Teaching ESL provided him with the economic basis to produce his critically esteemed but non-bestselling books, The Man in the Shadows: Fred Coe and the Golden Age of Television (Rutgers University Press, 1997), Female Brando: The Legend of Kim Stanley (Watson-Guptill/Backstage Books, 2006) Creamy and Crunchy: An Informal History of Peanut Butter, the All-American Food (Columbia University Press, 2013) and Joe Wilson: What He Didn't Find in Africa (a 9,000-word eBook, 2015).
His latest book, Ernest Lehman: The Sweet Smell of Success, is being published by the University Press of Kentucky on September 27, 2022.
Excellent book on a gifted, flawed, and largely forgotten talent and his impact on a short but pivotal time in modern culture. Well researched and delightfully readable, the author beautifully interweaves the facts about Fred Coe with the fictional stories he created and how the drama in his life reverberated and resonated in the drama he created in the studio, the stage, and the screen.
This was a totally solid biography and probably the best possible for the subject.

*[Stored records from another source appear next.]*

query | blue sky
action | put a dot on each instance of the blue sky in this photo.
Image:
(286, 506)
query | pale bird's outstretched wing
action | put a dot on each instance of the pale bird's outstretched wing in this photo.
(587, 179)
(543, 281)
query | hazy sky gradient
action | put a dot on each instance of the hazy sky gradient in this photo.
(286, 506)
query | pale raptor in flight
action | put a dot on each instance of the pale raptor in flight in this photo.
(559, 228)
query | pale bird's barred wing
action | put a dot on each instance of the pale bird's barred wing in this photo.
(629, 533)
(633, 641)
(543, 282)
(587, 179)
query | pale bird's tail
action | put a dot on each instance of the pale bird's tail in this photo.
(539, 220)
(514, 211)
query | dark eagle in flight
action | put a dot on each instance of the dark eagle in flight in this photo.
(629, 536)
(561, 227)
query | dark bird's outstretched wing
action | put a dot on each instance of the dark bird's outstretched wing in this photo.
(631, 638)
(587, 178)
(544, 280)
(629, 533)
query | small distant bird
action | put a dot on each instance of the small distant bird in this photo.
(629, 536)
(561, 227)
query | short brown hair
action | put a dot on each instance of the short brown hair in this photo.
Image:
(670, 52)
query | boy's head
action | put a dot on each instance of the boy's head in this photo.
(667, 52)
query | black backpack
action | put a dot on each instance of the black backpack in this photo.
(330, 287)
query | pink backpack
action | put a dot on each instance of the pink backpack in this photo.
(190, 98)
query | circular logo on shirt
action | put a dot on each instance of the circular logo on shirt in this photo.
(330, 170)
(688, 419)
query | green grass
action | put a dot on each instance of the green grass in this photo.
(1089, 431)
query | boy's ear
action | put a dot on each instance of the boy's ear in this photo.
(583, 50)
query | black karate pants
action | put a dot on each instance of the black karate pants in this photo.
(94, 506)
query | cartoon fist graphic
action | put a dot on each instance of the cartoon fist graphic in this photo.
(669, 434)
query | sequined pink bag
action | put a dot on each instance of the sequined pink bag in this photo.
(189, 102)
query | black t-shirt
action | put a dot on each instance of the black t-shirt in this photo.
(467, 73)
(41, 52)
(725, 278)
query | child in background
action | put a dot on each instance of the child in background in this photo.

It’s unfortunate that there isn’t more available record about Coe’s thinking about his own work, and seemingly less about his weird attachment to his first wife long after leaving her and then later leaving his second wife too. As the introduction indicates, the fact that Coe appeared to take no notes and keep no journals makes insight into him difficult and it makes for a pretty slim volume. Also unfortunate is the repeated comparisons to DW Griffith, a comparison that ages pretty poorly. Still an interesting read about a fascinating era!
There are a lot of books about the history of the film industry, collections of greatest movies, etc.
Not so much about the past of television, and even fewer about those responsible for TV content in its infancy.
That's why this book about the not-very-well-known Fred Coe and his role in live television is so important to anyone who wants a more comprehensive understanding of the entire entertainment industry.
The writing is outstanding and the research thorough. If you are an entertainment industry buff with a taste for the offbeat but fascinating, make time ofr this book. You'll enjoy it immensely and learn a few things you didn't know about how the industry works.